What to Watch: The Power of the Screenshot

First, we had the e-mail leaks. Now, it’s all about the DMs.

In 2018, it seemed like global fashion and beauty businesses were merely a screenshot away from a major scandal.

In November, screen captures of racist comments by Stefano Gabbana’s verified account in a conversation conducted via Instagram direct messages were posted on “call-out” Instagram account Diet Prada. The uproar naturally resulted in a backlash and lead to the cancellation of the brand’s Shanghai show.

Weeks later, screenshots of personal conversations between Russian designer Gosha Rubchinskiy and 16-year-old Jan Silfverling, again posted on Diet Prada, seemed to suggest Rubschinskiy was trying to coax racy pictures from the youth.

Forget anonymous sources — does the future of fashion reporting lie in social media and its very own form of evidence, the dreaded screenshot?

By definition, emotion-driven, social media usage is seen as character-revealing. Slip-ups can’t be denied: The screenshot has become the ultimate — and unquestionable — evidence of wrongdoing. Perhaps, surprisingly, in an era so prompt to call out fake news, a screenshot is seen as impossible to tamper with. In the case of Dolce & Gabbana, the only way out was to claim both the brand’s and Gabbana’s personal Instagram account had been hacked.

Instagram Photo
Instagram Photo

“I find there is something very authentic with DM chats,” said Pierre A. M’Pele, aka Pam Boy on Instagram, who chose the social media app’s direct message format as a layout for his print magazine “SCRNSHT.”

For M’Pele, the appeal of screenshot personal messages — made popular by accounts such as Tinder Nightmares — is due to the way they subvert intimacy. “I picked Instagram DM as the layout for SCRNSHT because I wanted to bring to light conversations that otherwise would never have been in the public eye,” said M’Pele, who slid into designer Marc Jacobs’ DMs for the magazine’s first issue. “The goal isn’t to exploit private communications, but to create new conversations and open dialogues.”

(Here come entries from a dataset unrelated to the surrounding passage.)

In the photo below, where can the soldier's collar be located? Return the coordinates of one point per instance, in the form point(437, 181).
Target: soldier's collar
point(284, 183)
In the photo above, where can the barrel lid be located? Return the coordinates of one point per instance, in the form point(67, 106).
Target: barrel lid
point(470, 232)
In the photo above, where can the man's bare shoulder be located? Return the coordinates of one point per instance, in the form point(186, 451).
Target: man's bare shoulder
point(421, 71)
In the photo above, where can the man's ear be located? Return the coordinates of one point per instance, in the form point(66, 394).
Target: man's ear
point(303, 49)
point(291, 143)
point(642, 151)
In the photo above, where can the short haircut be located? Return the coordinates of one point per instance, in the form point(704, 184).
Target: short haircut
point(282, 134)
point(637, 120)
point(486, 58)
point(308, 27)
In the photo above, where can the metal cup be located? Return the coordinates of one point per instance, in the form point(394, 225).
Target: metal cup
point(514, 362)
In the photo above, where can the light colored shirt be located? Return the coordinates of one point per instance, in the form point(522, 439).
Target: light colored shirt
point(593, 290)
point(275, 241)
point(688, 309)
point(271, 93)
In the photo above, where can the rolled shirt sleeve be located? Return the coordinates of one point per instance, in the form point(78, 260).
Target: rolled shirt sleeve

Not everyone is so well intentioned. Unearthing scandalous activity — designer knock-offs, fake comments, casual racism — is at the core of “call-out” accounts such as Diet Prada or its beauty-focused counterpart Estée Laundry. Perceived as authentic and unbiased by its largely Millennial following, these independent social media accounts invert traditionally top-down fashion reporting. Call it “muckraking 2.0” — wading through a mass of DMs, stories and comments to reveal the “truth” about the fashion industry — or at least the truth as they see it.

Non-digital natives are at a natural disadvantage. Screenshot-related scandals reveal the generation gap between Millennial social media users — fashion’s most targeted customer base — and older fashion designers.

“An emoji means a lot more to young people than a well-constructed paragraph,” M’Pele said of the poop emoji repeatedly used by Gabbana. “The idea that they can be used lightly is a total mistake.”

Digital-savvy Millennials have fully integrated that privacy doesn’t necessarily entail safety. The high-profile screenshot drama of 2018 revealed just how much the fashion world fails to grasp the transparency of social media. Will 2019 be the year fashion brands learn their lesson?

They’d better, according to Luke Meagher, the 21-year-old behind meme-filled Instagram account Haute Le Mode, for whom social media has democratized fashion, making it more accessible but also more scrutinized.

“Diet Prada speaks to the people,” Meagher contended, adding that it aims at “not just industry insiders” but those who don’t read WWD or other business press “so the information is given to them in a simple, easy and matter of fact way.”

The fashion commentator thinks 2019 will see a few more slip ups, but is hopeful that brands are on a learning curve. “They should keep in mind that these young people — not just 20- to 35-[year-olds] either, the people who follow me are [aged] 13 to 19 — are the next generation of customers or taste makers who can influence how others shop,” he concluded.